Aug. 4, 2011 - 19:38 By

Stronger laws and bigger payouts may plague the firms

This week’s government decision to impose penalties on the Korean units of Apple and Google for their roles in the so-called “location-gate” is being viewed as more than a slap on the wrist despite the light nature of the punishment.

Above all, Korea has set a legal precedent that may throw some weight behind the 27,800 Koreans who have agreed to file a class action lawsuit against Apple for violating their privacy by collecting their location information.

“The government has confirmed that Apple has indeed collected information without the consent of the users, and so the move was definitely very inspiring,” said Kim Hyung-suk, a lawyer with Miraelaw law firm who has spearheaded the class action suit.

Kim previously became the first Korean to receive compensation in the location-gate, having won 1 million won from Apple Korea. 

On the surface, the amount is not much, especially for a mega-scale company such as Apple.

The 3 million won ($2,855) fine it was ordered to pay by the state-run broadcasting regulator also will not make a dent in the company’s finances, but industry watchers believe the damage may run deeper.

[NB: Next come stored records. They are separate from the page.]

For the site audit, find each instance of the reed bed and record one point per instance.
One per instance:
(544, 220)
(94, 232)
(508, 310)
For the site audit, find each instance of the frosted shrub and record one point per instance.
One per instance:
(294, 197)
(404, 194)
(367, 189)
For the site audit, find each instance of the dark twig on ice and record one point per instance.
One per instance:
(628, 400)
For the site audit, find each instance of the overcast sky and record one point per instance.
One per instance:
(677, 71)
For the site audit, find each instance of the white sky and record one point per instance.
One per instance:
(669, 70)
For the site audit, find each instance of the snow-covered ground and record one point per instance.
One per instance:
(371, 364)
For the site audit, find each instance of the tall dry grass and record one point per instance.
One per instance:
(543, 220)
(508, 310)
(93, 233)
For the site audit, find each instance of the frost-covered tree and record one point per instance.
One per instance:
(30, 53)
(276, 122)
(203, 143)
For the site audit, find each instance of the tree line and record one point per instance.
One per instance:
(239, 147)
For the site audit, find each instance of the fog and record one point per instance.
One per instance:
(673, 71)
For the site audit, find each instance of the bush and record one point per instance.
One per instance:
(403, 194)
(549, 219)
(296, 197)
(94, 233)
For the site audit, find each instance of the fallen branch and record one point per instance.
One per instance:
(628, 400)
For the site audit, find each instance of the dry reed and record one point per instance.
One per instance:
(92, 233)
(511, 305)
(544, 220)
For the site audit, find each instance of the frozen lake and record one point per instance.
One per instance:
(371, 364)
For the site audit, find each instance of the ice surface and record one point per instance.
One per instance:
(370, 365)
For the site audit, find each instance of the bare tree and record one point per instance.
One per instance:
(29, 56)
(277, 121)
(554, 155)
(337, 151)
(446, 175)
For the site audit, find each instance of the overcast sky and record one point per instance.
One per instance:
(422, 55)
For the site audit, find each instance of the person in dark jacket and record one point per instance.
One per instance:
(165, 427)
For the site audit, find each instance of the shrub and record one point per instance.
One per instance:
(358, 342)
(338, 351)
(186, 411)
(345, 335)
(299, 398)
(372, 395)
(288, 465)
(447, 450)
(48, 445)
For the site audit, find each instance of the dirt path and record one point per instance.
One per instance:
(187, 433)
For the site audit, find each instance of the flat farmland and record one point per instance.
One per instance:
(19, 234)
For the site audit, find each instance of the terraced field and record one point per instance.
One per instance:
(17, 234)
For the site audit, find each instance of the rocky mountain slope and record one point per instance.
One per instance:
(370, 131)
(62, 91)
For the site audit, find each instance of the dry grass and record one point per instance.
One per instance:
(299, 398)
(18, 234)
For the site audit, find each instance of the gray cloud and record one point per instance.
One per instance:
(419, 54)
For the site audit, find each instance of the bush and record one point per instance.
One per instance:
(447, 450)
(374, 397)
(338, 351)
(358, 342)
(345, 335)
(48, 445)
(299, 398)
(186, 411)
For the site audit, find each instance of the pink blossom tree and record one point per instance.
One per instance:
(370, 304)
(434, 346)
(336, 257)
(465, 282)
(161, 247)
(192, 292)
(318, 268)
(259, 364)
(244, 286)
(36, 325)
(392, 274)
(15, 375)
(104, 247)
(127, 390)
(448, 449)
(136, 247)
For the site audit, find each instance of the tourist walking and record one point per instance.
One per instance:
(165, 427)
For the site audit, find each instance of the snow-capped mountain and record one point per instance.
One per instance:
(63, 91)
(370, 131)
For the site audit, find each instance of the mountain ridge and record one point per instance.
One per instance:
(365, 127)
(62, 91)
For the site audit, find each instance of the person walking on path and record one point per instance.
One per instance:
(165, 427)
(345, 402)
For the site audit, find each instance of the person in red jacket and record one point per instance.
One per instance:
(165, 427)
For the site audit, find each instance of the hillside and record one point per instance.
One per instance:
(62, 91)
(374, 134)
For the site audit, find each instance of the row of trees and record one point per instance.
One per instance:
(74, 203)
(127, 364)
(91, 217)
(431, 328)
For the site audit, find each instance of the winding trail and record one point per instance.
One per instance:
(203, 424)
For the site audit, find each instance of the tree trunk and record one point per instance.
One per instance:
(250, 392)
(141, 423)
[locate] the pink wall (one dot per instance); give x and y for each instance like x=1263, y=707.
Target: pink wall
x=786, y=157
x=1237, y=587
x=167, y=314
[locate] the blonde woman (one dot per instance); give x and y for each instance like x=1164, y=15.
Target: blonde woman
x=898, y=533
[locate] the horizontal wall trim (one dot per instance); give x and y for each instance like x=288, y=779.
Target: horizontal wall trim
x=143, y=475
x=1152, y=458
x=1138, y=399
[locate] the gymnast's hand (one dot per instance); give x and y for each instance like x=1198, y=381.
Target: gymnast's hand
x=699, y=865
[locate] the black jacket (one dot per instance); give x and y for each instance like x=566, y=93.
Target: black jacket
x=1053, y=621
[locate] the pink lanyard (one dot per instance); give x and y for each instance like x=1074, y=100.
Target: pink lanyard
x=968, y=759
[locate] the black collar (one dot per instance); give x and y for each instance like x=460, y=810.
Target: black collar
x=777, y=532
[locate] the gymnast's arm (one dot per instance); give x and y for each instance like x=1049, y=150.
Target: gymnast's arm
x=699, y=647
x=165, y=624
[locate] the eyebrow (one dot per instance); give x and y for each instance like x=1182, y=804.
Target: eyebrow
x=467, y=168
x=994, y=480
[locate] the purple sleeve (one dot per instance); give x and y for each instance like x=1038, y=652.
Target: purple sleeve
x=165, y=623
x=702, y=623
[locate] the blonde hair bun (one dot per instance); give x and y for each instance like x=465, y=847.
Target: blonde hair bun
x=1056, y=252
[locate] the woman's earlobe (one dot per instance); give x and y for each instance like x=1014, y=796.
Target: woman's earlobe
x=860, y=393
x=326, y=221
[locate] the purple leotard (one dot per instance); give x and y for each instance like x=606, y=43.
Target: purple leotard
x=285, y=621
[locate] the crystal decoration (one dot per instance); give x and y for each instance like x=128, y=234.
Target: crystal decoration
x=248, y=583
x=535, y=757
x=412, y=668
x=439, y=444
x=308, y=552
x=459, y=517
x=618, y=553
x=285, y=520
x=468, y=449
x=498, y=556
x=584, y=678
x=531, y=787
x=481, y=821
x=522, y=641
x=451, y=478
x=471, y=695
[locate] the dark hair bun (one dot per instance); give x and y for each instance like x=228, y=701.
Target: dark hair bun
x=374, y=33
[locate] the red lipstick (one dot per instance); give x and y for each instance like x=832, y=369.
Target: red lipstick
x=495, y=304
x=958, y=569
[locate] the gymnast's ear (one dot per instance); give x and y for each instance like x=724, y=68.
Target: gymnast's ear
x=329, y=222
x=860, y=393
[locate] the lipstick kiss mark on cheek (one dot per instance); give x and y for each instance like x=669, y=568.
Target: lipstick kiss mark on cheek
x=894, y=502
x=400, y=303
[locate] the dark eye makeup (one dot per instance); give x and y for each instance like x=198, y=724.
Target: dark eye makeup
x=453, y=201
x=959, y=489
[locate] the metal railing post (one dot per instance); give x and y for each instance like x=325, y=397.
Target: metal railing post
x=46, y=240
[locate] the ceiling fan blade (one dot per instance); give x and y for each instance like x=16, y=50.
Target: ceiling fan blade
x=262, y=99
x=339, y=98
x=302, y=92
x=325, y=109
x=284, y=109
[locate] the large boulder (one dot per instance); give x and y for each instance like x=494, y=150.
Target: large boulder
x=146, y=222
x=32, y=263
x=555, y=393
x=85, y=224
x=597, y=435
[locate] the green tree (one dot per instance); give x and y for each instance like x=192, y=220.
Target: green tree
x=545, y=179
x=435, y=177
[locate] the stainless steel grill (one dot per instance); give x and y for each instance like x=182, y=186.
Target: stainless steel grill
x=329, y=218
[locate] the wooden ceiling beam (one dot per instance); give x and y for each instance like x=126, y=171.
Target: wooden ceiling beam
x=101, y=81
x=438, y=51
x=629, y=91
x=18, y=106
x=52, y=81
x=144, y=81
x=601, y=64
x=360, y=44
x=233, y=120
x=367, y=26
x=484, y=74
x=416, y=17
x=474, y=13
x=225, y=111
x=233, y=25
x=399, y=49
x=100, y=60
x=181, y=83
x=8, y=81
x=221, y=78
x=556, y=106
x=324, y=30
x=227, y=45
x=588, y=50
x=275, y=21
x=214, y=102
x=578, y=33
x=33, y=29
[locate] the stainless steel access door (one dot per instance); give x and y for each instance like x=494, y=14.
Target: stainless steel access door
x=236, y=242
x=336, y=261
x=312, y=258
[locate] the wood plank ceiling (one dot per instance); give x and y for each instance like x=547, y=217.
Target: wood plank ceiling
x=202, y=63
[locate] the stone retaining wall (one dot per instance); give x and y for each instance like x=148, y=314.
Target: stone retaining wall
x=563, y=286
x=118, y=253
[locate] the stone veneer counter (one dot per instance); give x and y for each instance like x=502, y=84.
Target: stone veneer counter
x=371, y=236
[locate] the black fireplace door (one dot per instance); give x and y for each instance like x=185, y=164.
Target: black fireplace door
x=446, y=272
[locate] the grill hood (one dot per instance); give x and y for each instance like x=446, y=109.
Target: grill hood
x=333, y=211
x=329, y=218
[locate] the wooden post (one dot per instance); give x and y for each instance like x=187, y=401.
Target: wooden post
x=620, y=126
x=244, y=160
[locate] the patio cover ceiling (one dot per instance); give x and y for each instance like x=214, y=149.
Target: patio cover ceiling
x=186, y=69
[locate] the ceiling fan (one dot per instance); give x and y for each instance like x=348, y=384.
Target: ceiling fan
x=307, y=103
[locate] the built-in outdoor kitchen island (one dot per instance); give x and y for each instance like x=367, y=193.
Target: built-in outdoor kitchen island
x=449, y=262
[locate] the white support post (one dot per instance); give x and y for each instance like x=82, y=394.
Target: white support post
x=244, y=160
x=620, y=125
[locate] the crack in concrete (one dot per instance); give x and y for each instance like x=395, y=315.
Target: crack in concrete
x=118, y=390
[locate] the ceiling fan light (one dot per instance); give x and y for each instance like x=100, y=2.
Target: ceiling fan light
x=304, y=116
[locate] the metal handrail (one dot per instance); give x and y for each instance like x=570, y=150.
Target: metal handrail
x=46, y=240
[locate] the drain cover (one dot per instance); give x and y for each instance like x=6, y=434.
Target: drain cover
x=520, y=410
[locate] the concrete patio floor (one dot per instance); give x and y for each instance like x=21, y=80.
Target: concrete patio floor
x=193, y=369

This is because the 27,800 people who filed for the class action suit are each looking for up to 1 million won of compensation, which spells into 27 billion won ($25.5 million).

Another issue that the ongoing dispute over location information brings to light is whether the current location information laws are adequate.

According to the corporate sector, related laws in Korea are harsher than most countries to start with, which has made it difficult for companies to collect or use related information.

But the consumers and lawmakers think differently.

“The fines that are imposed based on the current laws are quite light, not to mention that they are differentiated based on the amount of damages incurred, which is why the government was unable to slap a bigger fine on Apple,” said Jang Byung-wan, a lawmaker of the opposition Democratic Party who is a member of the parliamentary committee on culture, sports and communication.

Some lawmakers ― and consumers as well ― are now calling for stronger legislation to protect users’ privacy.

“That information is being collected without my knowledge is simply appalling, which is why this situation has to be addressed and why we are trying to take collective action,” said one 27-year-old who has joined the class action suit campaign but declined to be identified.

He said the main issue in location-gate is that regardless of whether the information was encrypted or how ambiguous the data may be ― which is what Apple and Google have been claiming ― the fact that personal information is being tracked without consent is a problem.